We honestly have little access to the neurological anatomy of our forebears. No one can tell you with any certainty what an H. habilis or A. afarensis was like in terms of general intelligence, or how they would have done on an IQ test. There are hints - the fact that our crania, especially the frontal cortex, increased in size over time over the last two million years, and the rest of our body accommodated this; indeed, so quickly that our current giant heads are a major cause of deaths in childbirth, without this causing the expected effect in terms of reproductive success. Apparently it is better to be smart than to have successful births. There is also archaeological evidence; our tool-making capacity expanded over time, accelerating remarkably toward the end of the Pleistocene.
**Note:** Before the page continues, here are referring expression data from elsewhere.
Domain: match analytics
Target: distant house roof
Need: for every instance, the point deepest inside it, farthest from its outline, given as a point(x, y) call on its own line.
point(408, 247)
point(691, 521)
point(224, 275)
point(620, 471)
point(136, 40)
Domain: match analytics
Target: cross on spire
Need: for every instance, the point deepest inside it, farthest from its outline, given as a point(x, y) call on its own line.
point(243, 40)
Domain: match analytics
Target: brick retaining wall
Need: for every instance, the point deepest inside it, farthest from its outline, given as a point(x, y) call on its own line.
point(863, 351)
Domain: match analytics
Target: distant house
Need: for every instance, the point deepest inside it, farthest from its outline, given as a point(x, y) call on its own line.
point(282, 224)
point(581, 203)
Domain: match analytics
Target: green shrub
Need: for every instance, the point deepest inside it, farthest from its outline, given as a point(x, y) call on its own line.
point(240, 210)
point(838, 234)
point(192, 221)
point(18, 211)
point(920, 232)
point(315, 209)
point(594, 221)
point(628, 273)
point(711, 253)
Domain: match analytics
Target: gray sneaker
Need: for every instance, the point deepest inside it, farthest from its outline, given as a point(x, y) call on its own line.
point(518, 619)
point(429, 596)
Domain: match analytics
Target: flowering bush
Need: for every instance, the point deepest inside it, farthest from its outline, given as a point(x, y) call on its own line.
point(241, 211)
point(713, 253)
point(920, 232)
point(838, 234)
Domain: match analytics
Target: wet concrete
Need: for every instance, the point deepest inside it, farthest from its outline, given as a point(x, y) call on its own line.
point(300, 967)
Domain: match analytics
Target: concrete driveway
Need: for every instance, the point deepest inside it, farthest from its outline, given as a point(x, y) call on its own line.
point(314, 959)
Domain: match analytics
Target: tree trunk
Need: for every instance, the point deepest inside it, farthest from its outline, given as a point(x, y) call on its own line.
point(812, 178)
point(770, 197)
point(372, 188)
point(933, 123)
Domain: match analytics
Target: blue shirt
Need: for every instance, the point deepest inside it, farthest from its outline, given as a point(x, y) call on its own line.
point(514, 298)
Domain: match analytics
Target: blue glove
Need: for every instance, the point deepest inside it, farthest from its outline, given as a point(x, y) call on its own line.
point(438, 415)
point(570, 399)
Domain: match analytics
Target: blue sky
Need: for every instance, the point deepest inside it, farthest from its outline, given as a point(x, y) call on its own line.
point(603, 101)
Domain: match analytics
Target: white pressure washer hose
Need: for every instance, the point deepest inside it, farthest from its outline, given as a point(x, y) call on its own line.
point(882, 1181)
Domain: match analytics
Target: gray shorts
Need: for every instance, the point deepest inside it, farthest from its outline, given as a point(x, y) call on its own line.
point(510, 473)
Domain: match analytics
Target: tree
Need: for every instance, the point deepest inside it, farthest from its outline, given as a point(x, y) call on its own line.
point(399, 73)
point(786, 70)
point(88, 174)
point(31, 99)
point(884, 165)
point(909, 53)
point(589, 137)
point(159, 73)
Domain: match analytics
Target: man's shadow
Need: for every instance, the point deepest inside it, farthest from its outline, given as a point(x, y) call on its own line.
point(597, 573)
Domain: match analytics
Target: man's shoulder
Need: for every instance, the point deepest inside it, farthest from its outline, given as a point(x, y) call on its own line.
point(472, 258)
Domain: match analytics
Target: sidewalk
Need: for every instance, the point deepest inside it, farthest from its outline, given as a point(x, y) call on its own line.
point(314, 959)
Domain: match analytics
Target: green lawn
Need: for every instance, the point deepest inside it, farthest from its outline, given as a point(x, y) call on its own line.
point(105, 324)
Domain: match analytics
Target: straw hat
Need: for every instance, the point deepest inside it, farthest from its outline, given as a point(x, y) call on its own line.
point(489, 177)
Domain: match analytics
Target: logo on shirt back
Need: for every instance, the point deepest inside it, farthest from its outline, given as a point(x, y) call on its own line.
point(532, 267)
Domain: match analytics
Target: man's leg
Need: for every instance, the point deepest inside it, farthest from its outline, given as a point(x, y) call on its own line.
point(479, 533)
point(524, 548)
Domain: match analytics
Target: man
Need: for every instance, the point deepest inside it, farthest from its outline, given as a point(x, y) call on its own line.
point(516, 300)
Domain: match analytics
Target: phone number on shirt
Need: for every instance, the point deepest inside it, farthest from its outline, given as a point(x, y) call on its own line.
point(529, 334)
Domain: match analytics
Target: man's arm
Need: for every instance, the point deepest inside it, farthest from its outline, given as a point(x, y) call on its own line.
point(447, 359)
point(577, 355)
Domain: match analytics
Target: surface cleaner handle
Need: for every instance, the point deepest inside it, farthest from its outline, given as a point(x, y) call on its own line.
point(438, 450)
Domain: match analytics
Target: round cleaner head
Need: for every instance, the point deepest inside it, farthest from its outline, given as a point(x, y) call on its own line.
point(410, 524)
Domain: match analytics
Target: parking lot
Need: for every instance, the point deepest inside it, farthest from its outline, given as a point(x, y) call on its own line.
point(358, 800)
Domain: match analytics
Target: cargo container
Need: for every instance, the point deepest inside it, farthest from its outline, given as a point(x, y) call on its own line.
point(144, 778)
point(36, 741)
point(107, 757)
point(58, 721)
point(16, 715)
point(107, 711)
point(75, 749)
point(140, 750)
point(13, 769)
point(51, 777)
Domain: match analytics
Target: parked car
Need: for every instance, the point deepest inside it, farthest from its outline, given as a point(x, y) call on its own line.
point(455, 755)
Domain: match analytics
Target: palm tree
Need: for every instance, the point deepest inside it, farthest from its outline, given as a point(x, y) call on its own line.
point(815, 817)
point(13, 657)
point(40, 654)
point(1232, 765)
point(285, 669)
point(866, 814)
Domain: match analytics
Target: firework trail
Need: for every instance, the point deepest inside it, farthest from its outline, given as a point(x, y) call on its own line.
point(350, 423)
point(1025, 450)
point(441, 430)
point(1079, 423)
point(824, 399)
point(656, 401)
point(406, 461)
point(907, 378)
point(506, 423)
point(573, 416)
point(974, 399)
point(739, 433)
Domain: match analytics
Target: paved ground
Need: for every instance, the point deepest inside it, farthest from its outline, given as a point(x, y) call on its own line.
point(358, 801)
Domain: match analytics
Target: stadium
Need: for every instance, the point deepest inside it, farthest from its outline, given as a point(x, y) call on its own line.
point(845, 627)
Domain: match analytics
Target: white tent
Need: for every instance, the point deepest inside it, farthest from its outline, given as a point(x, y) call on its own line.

You also see the first hints of religion and the like, and symbolic communication through letters or art, signs of what most would consider abstract reasoning. But this is nevertheless largely a blank spot, and there is a long history of would-be scientists coloring in those lines with modern agendas. The first IQ tests were, after all, devised largely for the purposes of justifying racial discrimination in schooling, even if that is not now seen as their primary function. Our biases tend to get very much in the way of analyzing questions of intelligence.
 
All the answers assume there is such a trait called "intelligence" that can be pinpointed, has a genetic explanation, and is possible to quantify by extrapolating into the past based on modern day definitions.
 
Some thoughts:

*Descent with variation

I have long felt that "mutation" is not really the best term to use when explaining the idea of evolution. It conjures a mental image of conditions that are rare, alarming, and malfunctional. The truth is that every new individual carries variations in their gene pattern.
True but the people discussing the facts shouldn't be responsible for irresponsible connotations any more than announcing atheism should make you responsible for Stalin's purges, or announcing Christain makes you responsible for Duck Dynasty's Phil 'Wacknoodle' Robertson.
If you call it variation, someone will insist it is no more that a reconfiguration of something already there, and sing the 'no new information' jingle.